When I reflect on my career in the produce industry, I often think about two management books that had a significant impact on how I viewed decision making.

The first was The 7 Habits of Highly Effective People, by Stephen Covey. This was probably the most influential management book of the 1990s and, in my view, is as relevant today as it was then.

But the second book is probably much less known: Execution: The Discipline of Getting Things Done, by Larry Bossidy, published in 2002. I had the privilege of attending a seminar that Bossidy spoke at, bought his book, and my thinking was forever influenced. And I think the thought processes that he articulated are more relevant today than they were then.

I think it would be fair to say the produce industry is facing several transformational changes, whether it be retail formats, omnichannel disciplines, regulatory considerations, forms of agriculture production, packaging, transportation challenges, labor issues, buyer requirements, marketing and social media, and more.

It seems like there is an ever-growing number of “experts” who tout “strategic road maps” to help companies cope with these changes. But it seems the biggest problem is the central point of Bossidy’s book, namely, that the most successful companies over time are the ones that execute the best.

When I was responsible for merchandizing decisions at Walmart, we were frequently criticized in the trade press for lack of “flair” in merchandizing. Words like spartan, unimaginative, simple, (and other, more colorful descriptions) were used time and time again.

But what no one stopped to think about was the rate of our growth. At one point, we opened 75 stores in a day! We weren’t in the business of running stores, we were in the business of opening stores.

So, as I thought through the merchandising strategies I wanted to employ, it wasn’t a matter of what I wanted to do, it was a matter of what I could execute, in scale, profitably. When I came to Walmart in 1991, we had six Supercenters; when I left in 2007, we had over 2,400 stores!

Reusable plastics containers, co-managed replenishment, digital photography in receiving, and collaborative planning were all implemented to enable high levels of execution to support an aggressive growth strategy.

As you think about the future of your business, it would be time well spent to give execution high level consideration. Whatever human, financial, or systemic resources are needed to achieve outstanding execution, be prepared to do so.

It’s the same for retailers: if you want to play in the omnichannel game, you better be prepared to execute that strategy against best-in-class competition.

Three companies have always captured my admiration: Aldi, Wegmans, and H-E-B. All are very different in terms of size, merchandising strategies, and geography, but they execute their strategies better than anyone else.

So despite an ever-changing retail environment, they not only survive, but grow.

The more complex their merchandising, the more resources they apply to execute it.

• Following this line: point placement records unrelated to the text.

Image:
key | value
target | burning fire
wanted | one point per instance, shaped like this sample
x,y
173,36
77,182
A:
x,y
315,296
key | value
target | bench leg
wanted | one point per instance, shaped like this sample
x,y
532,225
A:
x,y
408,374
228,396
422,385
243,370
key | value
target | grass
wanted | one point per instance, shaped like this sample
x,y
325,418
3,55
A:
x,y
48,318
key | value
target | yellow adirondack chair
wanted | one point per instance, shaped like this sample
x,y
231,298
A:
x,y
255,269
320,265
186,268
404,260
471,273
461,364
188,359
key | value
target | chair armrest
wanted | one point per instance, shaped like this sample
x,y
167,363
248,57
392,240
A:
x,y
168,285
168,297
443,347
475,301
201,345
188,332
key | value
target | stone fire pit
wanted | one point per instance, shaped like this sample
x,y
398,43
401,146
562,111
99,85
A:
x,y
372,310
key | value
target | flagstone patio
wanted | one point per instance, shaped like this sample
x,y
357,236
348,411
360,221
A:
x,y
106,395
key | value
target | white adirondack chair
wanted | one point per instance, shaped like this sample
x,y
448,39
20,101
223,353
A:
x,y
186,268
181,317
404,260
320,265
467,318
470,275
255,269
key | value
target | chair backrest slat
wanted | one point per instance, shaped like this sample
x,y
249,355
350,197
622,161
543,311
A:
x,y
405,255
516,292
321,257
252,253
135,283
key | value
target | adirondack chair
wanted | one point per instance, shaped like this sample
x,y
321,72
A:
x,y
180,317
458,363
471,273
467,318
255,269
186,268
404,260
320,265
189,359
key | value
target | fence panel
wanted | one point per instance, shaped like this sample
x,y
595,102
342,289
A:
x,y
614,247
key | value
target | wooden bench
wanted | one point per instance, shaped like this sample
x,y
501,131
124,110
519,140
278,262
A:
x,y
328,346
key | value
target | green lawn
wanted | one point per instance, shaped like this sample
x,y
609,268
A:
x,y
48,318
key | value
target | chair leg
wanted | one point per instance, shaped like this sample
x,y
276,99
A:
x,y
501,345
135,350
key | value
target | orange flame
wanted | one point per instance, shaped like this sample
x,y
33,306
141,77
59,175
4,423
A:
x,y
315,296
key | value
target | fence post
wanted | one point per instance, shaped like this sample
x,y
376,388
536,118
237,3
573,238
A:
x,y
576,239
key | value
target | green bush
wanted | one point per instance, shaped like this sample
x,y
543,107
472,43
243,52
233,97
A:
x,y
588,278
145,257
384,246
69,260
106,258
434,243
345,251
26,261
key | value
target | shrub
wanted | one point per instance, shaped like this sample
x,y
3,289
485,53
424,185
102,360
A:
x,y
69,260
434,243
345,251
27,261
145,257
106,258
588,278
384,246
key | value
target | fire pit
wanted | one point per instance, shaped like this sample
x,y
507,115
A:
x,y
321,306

Training, systems, fixturing, and assortment selection are all elevated to the level of what these retailers wish to execute. And they are rewarded with success.

Regardless of the size or nature of your company, strategic direction is as important as ever—and the ability to execute strategy has never taken on more significance. Don’t let execution get lost in the articulation of the strategy. Larry Bossidy’s book has never been so right on!

Bruce Peterson is the founder and president of Peterson Insights, Inc., a consulting company specializing in the complex challenges of the fresh food industry. Peterson began his career bagging groceries, and went on to work for several supermarket chains, including 17 years at Walmart Stores, Inc. He has owned and operated a wholesale produce company, and served as chief executive officer of both Naturipe Foods LLC and Bland Farms.